As I sat through the civilian call that Col. Chris Crawford, 21st Space Wing commander, held Aug. 30, I was able to think back, as many of us in the room could, on our years working for our United States Air Force.

I spent almost 26 years on active duty as a civil engineer. I had the privilege of commanding three civil engineer squadrons, an expeditionary air base group, and the fire school at Goodfellow Air Force Base, Texas. I have worked in nine different major commands, moved through 11 permanent changes of station, and my wife is very quick to tell you she has lived in 16 different houses. I've been around the Air Force block a couple of times.
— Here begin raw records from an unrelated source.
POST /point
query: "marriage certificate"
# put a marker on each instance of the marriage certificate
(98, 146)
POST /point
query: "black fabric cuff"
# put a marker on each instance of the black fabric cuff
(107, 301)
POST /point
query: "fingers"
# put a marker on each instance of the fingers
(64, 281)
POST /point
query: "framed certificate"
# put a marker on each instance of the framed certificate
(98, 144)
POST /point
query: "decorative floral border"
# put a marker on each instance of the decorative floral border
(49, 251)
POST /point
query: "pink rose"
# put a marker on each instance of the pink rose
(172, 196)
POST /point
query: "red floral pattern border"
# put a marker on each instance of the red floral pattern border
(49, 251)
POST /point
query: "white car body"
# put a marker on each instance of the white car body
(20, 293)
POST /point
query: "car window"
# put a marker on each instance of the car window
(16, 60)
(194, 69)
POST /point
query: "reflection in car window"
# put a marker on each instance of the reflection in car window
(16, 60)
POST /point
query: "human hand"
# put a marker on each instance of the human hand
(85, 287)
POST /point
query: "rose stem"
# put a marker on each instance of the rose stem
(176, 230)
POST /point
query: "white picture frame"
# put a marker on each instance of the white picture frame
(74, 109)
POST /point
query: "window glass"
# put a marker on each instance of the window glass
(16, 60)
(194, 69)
What we are about to experience -- another necessary money saving personnel action -- is nothing new. As I was beginning my active service in 1983, the Air Force was coming out of the Vietnam War drawdown and beginning the buildup of the Reagan years. Then with great fanfare and great television coverage, the Berlin Wall came down, the Cold War ended, and we experienced the "Peace Dividend." Just as the Peace Dividend was beginning to be paid out, Saddam Hussein invaded Kuwait.

In case you've lost count, our Air Force has been engaged in warfare in the Middle East in the air and on the ground continuously for more than two decades. After Desert Storm, Gen. Merrill McPeak, former Air Force chief of staff, worked hard to shrink the Air Force. The Air Force changed greatly as did the head count. Air Divisions went away as well as TAC, SAC and MAC, giving way to ACC and AMC. We've had three rounds of base closures. From the late 1980s to 1996 the Air Force shrank from 600,000 military personnel to 388,000. We also had commensurate drops in civilian end strength.

So, after almost 30 years of working for the Air Force, bases have closed, major commands have been shuttered and then reborn, weapon systems have come and gone and others, like the B-52, are pushing 60 years in operation, and thousands of great people served their country admirably. Through all of that, we are now and will continue to be the greatest Air Force the world has ever seen and, quite frankly, will ever see. To quote one of those great Air Force slogans that has come and gone, "No one comes close."

Bottom line: As the events of the upcoming days unfold some of us will go on to a much deserved retirement. Some may leave the Air Force and have tremendous opportunities open for them elsewhere, and there will be those us who stay at Peterson AFB. From my perspective this has happened before, and as before, those left behind will be part of a stronger Air Force, an Air Force better able to respond to the challenges of the future. We've been there, done this and we can do it again.